Friday, July 17, 2020

Double your performance: virtual threads (fibers) and JDK 15/16!

If you use UDP as transport and want to double your performance: read on!

If you use TCP, your performance won't change much. You might still be interested in what more recent JDKs and virtual threads (used to be called 'fibers') will bring to the table.

Virtual threads


Virtual threads are lightweight threads, similar in concept to the old Green Threads, and are managed by the JVM rather than the kernel. Many virtual threads can map to the same OS native (carrier) thread (only one at a time, of course), so we can have millions of virtual threads.

Virtual threads are implemented with continuations, but that's a detail. What's important is that all blocking calls in the JDK (LockSupport.park() etc) have been modified to yield rather than block. This means that we don't waste the precious native carrier thread, but simply go to a non-RUNNING state. When the block is over, the thread is simply marked as RUNNABLE again and the scheduler continues the continuation where it left off.

Main advantages:
  • Blocking calls don't need to be changed, e.g. into reactive calls
  • No need for thread pools: simply create a virtual thread
  • Fewer context switches (reduced/eliminated blocking calls)
  • We can have lots of virtual threads
It will be a while until virtual threads show up in your JDK, but JGroups has already added support for it: just set use_fibers="true" in the transport. If the JVM supports virtual threads, they will be used, otherwise we fall back to regular native threads.


UDP: networking improvements 

While virtual threads bring advantages to JGroups, the other performance increase can be had by trying a more recent JDK.

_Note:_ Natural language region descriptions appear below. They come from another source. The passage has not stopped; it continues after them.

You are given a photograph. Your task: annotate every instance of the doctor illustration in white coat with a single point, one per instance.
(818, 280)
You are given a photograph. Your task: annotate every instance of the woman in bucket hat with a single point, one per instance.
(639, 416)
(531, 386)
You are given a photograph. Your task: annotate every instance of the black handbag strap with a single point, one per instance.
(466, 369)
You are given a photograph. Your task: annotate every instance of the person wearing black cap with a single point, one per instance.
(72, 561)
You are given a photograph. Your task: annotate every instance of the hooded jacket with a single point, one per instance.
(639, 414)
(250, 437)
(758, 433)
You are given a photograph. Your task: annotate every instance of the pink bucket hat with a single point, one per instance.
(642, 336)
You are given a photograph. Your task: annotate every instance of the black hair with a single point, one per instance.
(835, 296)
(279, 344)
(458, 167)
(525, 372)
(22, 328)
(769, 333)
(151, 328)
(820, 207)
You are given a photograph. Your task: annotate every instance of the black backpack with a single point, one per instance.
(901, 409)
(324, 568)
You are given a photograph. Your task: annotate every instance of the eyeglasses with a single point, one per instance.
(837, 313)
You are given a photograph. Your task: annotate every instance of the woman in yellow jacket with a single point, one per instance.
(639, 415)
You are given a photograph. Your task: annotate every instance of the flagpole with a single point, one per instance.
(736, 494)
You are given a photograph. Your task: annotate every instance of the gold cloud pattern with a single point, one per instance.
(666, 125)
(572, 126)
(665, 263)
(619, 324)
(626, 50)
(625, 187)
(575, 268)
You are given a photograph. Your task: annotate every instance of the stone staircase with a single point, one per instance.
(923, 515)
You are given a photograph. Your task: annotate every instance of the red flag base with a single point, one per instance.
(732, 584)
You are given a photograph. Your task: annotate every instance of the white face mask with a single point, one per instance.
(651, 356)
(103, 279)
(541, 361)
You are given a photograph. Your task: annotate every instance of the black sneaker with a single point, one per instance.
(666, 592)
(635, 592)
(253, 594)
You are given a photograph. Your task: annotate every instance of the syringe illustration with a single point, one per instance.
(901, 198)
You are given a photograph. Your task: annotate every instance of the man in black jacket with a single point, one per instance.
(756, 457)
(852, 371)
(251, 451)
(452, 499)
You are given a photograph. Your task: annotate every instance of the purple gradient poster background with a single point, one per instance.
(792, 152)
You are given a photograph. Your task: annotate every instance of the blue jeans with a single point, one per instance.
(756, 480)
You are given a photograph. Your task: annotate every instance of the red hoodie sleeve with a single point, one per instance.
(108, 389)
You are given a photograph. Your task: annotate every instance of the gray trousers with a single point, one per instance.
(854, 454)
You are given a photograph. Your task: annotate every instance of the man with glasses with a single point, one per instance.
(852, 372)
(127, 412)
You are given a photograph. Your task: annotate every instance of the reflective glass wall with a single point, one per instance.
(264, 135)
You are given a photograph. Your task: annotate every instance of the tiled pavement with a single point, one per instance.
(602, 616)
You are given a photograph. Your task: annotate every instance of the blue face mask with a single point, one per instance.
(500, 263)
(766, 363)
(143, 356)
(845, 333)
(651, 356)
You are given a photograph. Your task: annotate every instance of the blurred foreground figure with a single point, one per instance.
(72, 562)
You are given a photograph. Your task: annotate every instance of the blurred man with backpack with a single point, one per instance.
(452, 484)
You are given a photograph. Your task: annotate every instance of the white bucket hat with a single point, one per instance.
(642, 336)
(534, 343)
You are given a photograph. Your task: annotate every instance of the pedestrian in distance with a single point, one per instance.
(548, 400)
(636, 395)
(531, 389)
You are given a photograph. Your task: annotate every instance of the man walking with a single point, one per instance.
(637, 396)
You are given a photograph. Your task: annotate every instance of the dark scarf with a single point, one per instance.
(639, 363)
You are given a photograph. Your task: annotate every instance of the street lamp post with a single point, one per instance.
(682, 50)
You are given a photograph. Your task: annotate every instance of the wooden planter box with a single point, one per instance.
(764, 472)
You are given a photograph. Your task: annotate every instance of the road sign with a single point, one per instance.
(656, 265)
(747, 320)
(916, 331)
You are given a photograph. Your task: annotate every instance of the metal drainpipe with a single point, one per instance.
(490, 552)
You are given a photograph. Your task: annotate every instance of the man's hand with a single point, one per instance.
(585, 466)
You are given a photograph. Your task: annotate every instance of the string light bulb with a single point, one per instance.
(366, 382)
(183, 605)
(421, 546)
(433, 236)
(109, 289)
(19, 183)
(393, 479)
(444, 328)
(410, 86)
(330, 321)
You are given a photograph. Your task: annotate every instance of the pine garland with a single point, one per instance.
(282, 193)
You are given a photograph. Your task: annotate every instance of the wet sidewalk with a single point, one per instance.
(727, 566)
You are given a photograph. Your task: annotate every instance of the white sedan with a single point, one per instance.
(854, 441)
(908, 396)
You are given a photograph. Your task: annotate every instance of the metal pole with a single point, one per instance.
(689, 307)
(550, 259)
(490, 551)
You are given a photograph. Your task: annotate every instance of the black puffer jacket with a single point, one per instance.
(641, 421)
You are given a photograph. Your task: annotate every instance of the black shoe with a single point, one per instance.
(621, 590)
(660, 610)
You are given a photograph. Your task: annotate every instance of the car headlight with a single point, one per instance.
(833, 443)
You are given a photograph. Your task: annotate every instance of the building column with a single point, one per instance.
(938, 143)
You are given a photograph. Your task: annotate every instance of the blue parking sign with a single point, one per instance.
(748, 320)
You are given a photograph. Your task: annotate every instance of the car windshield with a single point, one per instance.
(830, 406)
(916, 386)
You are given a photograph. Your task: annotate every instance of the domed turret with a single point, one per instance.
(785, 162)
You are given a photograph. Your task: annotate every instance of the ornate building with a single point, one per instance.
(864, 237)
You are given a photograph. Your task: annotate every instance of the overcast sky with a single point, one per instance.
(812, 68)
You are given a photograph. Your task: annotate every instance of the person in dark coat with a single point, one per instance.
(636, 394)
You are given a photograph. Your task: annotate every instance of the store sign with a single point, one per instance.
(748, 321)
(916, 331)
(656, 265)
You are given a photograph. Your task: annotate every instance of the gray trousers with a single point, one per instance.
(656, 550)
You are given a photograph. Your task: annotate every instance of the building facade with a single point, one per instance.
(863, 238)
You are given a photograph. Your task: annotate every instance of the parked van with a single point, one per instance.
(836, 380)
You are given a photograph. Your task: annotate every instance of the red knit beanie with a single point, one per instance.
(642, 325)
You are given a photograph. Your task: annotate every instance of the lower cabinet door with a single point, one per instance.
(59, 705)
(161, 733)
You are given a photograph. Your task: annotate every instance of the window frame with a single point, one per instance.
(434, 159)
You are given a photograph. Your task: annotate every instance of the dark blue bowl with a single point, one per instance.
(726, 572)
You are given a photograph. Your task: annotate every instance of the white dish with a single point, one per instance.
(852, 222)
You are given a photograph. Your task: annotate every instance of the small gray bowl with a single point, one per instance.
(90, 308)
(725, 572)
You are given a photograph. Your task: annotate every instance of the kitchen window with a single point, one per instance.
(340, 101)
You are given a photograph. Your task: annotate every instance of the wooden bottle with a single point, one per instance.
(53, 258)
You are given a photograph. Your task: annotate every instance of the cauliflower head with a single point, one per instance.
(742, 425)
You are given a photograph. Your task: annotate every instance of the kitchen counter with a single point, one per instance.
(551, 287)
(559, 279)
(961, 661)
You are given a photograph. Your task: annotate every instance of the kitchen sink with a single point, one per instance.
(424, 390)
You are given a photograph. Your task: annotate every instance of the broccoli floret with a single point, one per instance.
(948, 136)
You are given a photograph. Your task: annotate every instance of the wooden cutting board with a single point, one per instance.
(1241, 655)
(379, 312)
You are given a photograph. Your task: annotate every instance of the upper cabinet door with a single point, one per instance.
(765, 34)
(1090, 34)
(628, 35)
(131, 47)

Starting in JDK 15, the implementation of DatagramSockets and MulticastSockets has been changed to delegate to DatagramChannels and MulticastChannels. In addition, virtual threads are supported.

This increases the performance of UDP which uses DatagramChannels and MulticastChannels.

The combination of networking code improvements and virtual threads leads to astonishing results for UDP, read below.

Performance

I used UPerf for testing on a cluster of 8 (physical) boxes (1 GBit ethernet), with JDKs 11, 16-ea5 and 16-loom+2-14. The former two use native threads, the latter uses virtual threads.

As can be seen in [1], UDP's performance goes from 44'691 on JDK 11 to 81'402 on JDK 16-ea5; that's a whopping 82% increase! Enabling virtual threads increases the performance between 16-ea5 and 16-loom+2-14 to 88'252, that's another 8%!

The performance difference between JDK 11 and 16-loom is 97%!

The difference in TCP's performance is miniscule; I guess because the TCP code was already optimized in JDK 11.

Running in JDK 16-loom+2-14 shows that UDP's performance is now on par with TCP, as a matter of fact, UDP is even 3% faster than TCP!

If you want to try for yourself: head over to the JGroups Github repo and create the JAR (ant jar). Or wait a bit: I will soon release 5.0.0.Final which contains the changes.

Not sure if I want to backport the changes to the 4.x branch...

Enjoy!

[1] https://drive.google.com/file/d/1Ars1LOM7cEf6AWpPwZHeIfu_kKLa9gv0/view?usp=sharing

[2] http://openjdk.java.net/jeps/373